The easy alternative to high preimums, of course, is to buy the ETF to lock in the price of silver, wait for the premiums to come down, and then sell the ETF and buy physical silver when the premiums are lower. Only the fear the that a total collapse of the financial system is imminent could justify buying silver at high premiums. Mints are reluctant to add capacity because investor silver demand is notoriously short-lived. In the worst case, investor demand remains persistently high and then when more capacity is added, premiums come down later. They’ve already dropped from roughly 20% to 12%.

It’s hard to think of another investment that is dominated by so many irrational salesmen and blind believers of those salesmen. The irony is that if they had picked any rare metal other than gold, silver, or platinum, the squeeze would have been a spectacular success. Almost every rare metal has rocketed higher. Palladium has quintupled in price in less than five years. Rhodium has gone up fifty-fold in less than 5 years (peak to trough). Iridium and ruthenium are way up. These metals have gone up primarily due to industrial demand alone, so any material investor participation would have resulted in a true moonshot.

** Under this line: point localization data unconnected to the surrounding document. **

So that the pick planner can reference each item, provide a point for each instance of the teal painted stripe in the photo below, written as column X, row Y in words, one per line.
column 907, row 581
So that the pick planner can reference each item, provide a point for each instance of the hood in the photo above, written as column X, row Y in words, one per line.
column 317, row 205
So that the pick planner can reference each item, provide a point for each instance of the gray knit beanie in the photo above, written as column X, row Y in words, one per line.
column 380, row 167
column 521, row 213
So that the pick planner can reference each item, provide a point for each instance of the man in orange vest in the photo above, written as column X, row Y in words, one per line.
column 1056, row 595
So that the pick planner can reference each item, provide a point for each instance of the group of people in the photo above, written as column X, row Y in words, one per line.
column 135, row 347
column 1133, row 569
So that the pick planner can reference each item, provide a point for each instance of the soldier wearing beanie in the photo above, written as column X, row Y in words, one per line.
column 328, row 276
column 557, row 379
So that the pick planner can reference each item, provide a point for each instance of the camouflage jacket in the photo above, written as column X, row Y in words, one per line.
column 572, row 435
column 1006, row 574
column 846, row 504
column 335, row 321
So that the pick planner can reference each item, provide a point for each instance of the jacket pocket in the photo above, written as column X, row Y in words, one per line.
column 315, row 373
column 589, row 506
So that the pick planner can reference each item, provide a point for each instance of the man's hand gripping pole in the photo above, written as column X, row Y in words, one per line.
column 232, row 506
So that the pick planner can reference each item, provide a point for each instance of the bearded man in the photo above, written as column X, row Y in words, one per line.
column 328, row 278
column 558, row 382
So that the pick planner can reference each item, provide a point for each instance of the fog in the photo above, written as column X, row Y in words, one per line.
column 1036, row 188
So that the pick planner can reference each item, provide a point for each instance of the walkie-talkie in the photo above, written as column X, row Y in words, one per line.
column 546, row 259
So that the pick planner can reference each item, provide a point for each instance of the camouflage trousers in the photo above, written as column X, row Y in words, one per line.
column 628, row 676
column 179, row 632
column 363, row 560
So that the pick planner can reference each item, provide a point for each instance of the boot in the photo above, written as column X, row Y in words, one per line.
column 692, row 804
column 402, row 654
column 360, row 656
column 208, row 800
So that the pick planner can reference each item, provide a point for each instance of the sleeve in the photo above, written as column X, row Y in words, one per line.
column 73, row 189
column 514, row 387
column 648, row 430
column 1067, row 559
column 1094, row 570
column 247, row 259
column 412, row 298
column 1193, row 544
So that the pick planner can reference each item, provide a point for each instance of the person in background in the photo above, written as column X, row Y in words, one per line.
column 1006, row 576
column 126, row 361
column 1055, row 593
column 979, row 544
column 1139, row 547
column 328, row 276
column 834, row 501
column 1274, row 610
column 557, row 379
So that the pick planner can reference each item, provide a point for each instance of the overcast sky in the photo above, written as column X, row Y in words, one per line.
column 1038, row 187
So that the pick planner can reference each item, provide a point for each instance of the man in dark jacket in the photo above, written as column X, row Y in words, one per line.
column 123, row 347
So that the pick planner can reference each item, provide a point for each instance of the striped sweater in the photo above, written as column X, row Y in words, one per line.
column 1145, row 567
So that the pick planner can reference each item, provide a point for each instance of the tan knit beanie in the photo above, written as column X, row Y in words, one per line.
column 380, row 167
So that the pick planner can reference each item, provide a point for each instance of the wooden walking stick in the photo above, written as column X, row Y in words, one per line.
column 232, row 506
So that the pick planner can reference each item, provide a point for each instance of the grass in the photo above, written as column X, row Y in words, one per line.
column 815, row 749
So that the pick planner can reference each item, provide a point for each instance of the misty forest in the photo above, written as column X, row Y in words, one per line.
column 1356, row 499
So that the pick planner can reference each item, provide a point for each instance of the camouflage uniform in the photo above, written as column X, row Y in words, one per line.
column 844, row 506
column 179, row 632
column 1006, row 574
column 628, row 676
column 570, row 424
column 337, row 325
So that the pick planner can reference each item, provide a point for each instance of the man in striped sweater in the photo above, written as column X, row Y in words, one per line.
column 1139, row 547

The whole premise of the silver squeeze is that paper contracts artificially reduce the price of precious metals when the commitment of traders report clearly shows that the opposite is true. Speculators buy using leverage to artificially inflate the price of silver and when they unwind their bets, the price of silver crashes. Yet every price decline is blamed on evil manipulators such as JP Morgan and anyone who disagrees with this narrative is treated like a heretic.

One of the unique aspects of pure precious metals is that anyone with a grasp of some basic physics can quickly and inexpensively test the metals for authenticity. You don’t need to rely on an expert telling you so. Yet the average silver ape seems to rely either on faith or opts for the most expensive ways of testing the metals (they’ve driven up the price of a Sigma Metalytics precious metals verifier to over $1000, double what it used to cost).

They’re all supposed to be somehow rebelling against our spendthrift government, yet the most popular silver coin is the silver eagle produced by the US Mint, which has a face value of $1. Why would I pay over $30 for a coin that our corrupt government says is worth $1? I’m not even trying to be sarcastic. I really want to know. I though they’d be boycotting any money produced by the US government. I haven’t found anyone who is able to provide any explanation at all.